Delete Excess Data and Not Lose Stat Significance?

#1
Hi. I'm working with data that may get too large.

I'm wondering if there is a way to keep the data relatively accurate and manageable by deleting "insignificant" data.

For simplicity, let's say it's a top 100 list of all-time (from when our list was started).
Users enter their favorite song.
The vote is ongoing.

Saving multiple data sets (such as by year) is not an option.

My first thought was capping the total unique songs at a certain number.
Yet, once the cap is reached, new unique songs would never make it on the list.

So I wondered, when the cap is reached, cutting the lowest ones to make room.
For example, when unique songs reach 1000 (cap), the lowest 500 (cut) would be removed.
This cycle would repeat every time the cap is reached.

Yet, I do not know if this gives a nearly un-surmountable advantage to the surviving songs?
Thus, making the list statistically worthless.

Is there a formula to know what sort of "cap" and "cut" is needed
(to give new entries an equal chance to climb their way to the top)?

Thanks for any insights on how to tackle this.
 

Buckeye

Active Member
#2
What kind of analysis do you plan for the data?
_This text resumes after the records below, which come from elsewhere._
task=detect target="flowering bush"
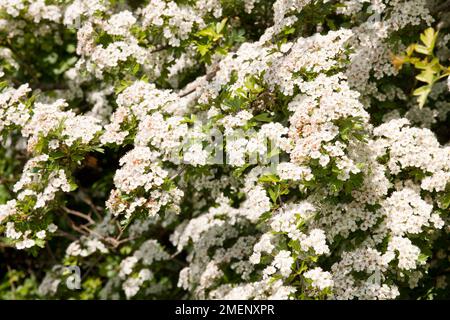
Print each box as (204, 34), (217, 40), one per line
(0, 0), (450, 299)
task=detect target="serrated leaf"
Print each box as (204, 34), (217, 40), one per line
(413, 85), (431, 108)
(252, 112), (273, 122)
(416, 68), (435, 84)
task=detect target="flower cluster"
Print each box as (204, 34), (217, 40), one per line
(0, 0), (450, 300)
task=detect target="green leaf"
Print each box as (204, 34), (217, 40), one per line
(216, 18), (228, 34)
(413, 85), (431, 108)
(420, 28), (439, 53)
(252, 112), (273, 122)
(416, 67), (435, 84)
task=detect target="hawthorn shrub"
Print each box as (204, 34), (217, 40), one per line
(0, 0), (450, 299)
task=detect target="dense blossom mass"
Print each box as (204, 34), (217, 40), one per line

Do you have a research question? There is no rule of thumb that makes some data useful and other data useless.
 

hlsmith

Less is more. Stay pure. Stay poor.
#3
Perhaps you need to create database architecture with different data parts stored in different locations and include primary keys.

Deleting data seems like a bad idea for sure. You would definitely have selection bias. You need to at least store meta data. Do you generate revenue from this that just needs to be fed back into the system to expand resources or personnel?
 
#4
Hi. I'm working with data that may get too large.
I'm wondering if there is a way to keep the data relatively accurate and manageable by deleting "insignificant" data.
If you have only one input, such as the example of favorite song, then the question appears to be a decision on what proportion of the votes constitutes "enough" so that the remainder is an insignificant proportion. Sort the list by most votes, and crop the list at any desired level of significance, such as top 99% of votes.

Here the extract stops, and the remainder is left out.